Ces micro-organismes sont essentiels à la santé humaine. Photo : iStock
Chez l'humain, l'abus d' antibiotiques , les césariennes et l'alimentation artificielle peuvent réduire la diversité des microbes intestinaux, augmentant ainsi le risque d'allergies, de maladies auto-immunes et de troubles métaboliques. Dans l'alimentation, l'abus de conservateurs et d'additifs peut nuire aux microbes bénéfiques .
« Le microbiome est soumis à une menace énorme qui, à bien des égards, est analogue au changement climatique », prévient Martin Blaser, membre du conseil d'administration de l'initiative, directeur du Centre de biotechnologie et de médecine avancées de l'Université Rutgers et co-auteur de l'article.
« Les activités humaines épuisent notre microbiome, et de nombreuses preuves le démontrent.

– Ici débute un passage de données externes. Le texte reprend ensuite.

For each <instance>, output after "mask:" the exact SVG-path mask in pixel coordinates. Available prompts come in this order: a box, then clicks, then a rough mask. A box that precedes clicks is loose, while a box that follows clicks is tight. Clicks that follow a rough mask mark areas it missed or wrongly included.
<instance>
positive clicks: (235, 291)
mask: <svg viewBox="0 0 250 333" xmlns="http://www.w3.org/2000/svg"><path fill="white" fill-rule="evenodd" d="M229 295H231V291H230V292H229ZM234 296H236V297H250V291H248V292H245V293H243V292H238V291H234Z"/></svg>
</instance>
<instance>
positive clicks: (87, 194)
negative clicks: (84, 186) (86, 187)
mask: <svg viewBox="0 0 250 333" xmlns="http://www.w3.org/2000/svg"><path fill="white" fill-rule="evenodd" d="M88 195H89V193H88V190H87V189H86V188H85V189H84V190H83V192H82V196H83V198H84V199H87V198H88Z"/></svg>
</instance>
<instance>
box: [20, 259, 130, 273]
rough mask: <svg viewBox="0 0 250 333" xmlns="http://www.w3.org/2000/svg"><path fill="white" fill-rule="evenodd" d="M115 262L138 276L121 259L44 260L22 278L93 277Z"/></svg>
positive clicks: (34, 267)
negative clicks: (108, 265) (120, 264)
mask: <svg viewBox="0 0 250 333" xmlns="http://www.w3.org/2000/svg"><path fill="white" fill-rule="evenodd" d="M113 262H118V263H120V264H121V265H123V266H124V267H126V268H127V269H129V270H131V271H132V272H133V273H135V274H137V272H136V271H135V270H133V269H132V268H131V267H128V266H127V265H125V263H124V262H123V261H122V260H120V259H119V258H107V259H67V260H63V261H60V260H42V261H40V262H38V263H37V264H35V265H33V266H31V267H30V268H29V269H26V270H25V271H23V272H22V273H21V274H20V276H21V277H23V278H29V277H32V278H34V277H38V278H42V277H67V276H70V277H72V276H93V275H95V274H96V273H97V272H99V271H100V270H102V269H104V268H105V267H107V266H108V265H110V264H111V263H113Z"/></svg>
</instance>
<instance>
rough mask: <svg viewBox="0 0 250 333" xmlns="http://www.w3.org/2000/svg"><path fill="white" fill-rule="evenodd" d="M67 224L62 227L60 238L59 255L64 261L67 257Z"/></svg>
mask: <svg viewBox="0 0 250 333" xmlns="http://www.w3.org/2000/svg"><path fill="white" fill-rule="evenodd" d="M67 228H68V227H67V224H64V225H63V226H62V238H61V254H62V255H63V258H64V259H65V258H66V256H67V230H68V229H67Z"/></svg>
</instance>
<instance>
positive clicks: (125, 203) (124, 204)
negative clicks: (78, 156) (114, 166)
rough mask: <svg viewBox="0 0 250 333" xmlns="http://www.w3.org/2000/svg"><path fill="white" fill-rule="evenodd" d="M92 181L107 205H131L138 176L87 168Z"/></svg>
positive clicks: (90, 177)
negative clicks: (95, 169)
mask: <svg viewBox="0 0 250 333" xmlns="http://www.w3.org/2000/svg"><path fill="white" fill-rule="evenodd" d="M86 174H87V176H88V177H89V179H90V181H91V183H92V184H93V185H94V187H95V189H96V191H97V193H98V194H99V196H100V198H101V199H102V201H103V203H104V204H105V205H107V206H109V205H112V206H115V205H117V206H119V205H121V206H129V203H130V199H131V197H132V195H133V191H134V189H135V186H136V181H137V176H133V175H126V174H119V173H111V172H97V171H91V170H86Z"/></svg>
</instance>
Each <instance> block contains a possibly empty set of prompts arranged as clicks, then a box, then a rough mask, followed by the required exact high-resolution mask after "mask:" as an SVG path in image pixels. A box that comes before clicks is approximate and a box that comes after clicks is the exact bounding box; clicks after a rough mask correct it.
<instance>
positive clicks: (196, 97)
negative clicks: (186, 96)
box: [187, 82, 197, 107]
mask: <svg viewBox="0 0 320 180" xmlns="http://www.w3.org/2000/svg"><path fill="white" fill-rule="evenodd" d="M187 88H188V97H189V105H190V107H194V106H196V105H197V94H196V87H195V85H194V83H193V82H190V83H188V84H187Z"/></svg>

Chez les plantes, les pratiques agricoles non durables, comme l'utilisation intensive de pesticides , peuvent détruire le microbiome du sol, essentiel au cycle des nutriments et à la santé des plantes », explique Blaser.
Les microbiomes environnementaux sont affectés par la pollution, le changement climatique et la destruction de l’habitat , ce qui peut entraîner la perte de microbes qui régulent les émissions de gaz à effet de serre et maintiennent la stabilité des écosystèmes.
Normes et principes éthiques L'initiative vise à soutenir les efforts visant à identifier les microbes sains, à les stocker et à les congeler avant leur disparition . Au cours de la phase pilote, désormais terminée, les scientifiques ont collecté plus de 2 000 échantillons de matières fécales et d'aliments fermentés provenant de plusieurs pays.
De plus, à cette époque, l’initiative est passée d’une poignée de scientifiques de quelques pays à plus de 100 scientifiques de 32 pays.
Les échantillons microbiens sont temporairement stockés dans des conditions cryogéniques à l'Institut de microbiologie médicale de l'Université de Zurich , mais la prochaine phase de l'initiative cherchera un emplacement permanent pour abriter la chambre forte des échantillons (des emplacements possibles en Suisse, au Canada et dans d'autres climats froids sont à l'étude).
De plus, au cours de cette même phase, appelée « Phase de croissance 1 », qui durera jusqu’en 2029, les scientifiques élargiront la collection à 10 000 échantillons et rechercheront activement un financement gouvernemental au-delà du soutien philanthropique actuel.
Le cadre éthique de l’initiative décrite dans le document est conçu pour garantir que la préservation de la diversité microbienne soit réalisée de manière juste, respectueuse et inclusive.
Les principes clés comprennent la souveraineté du déposant, la collaboration équitable et la gouvernance éthique afin que les collectionneurs originaux conservent la propriété et le contrôle de leurs échantillons microbiens.
En outre, l’initiative mettra l’accent sur l’importance de respecter les connaissances locales et de veiller à ce que les bénéfices soient partagés équitablement , et accordera la priorité aux considérations éthiques, notamment les droits des communautés autochtones et la nécessité de processus décisionnels transparents et inclusifs.
Et même si les technologies nécessaires pour exploiter pleinement la collection font encore défaut, les scientifiques travaillant sur l’initiative envisagent qu’à l’avenir, les échantillons pourraient être utilisés pour développer de nouveaux traitements médicaux, améliorer les pratiques agricoles et restaurer les écosystèmes endommagés.
« Nous pensons qu’un jour la science s’améliorera suffisamment pour que nous disposions de très bonnes techniques de restauration », conclut Blaser.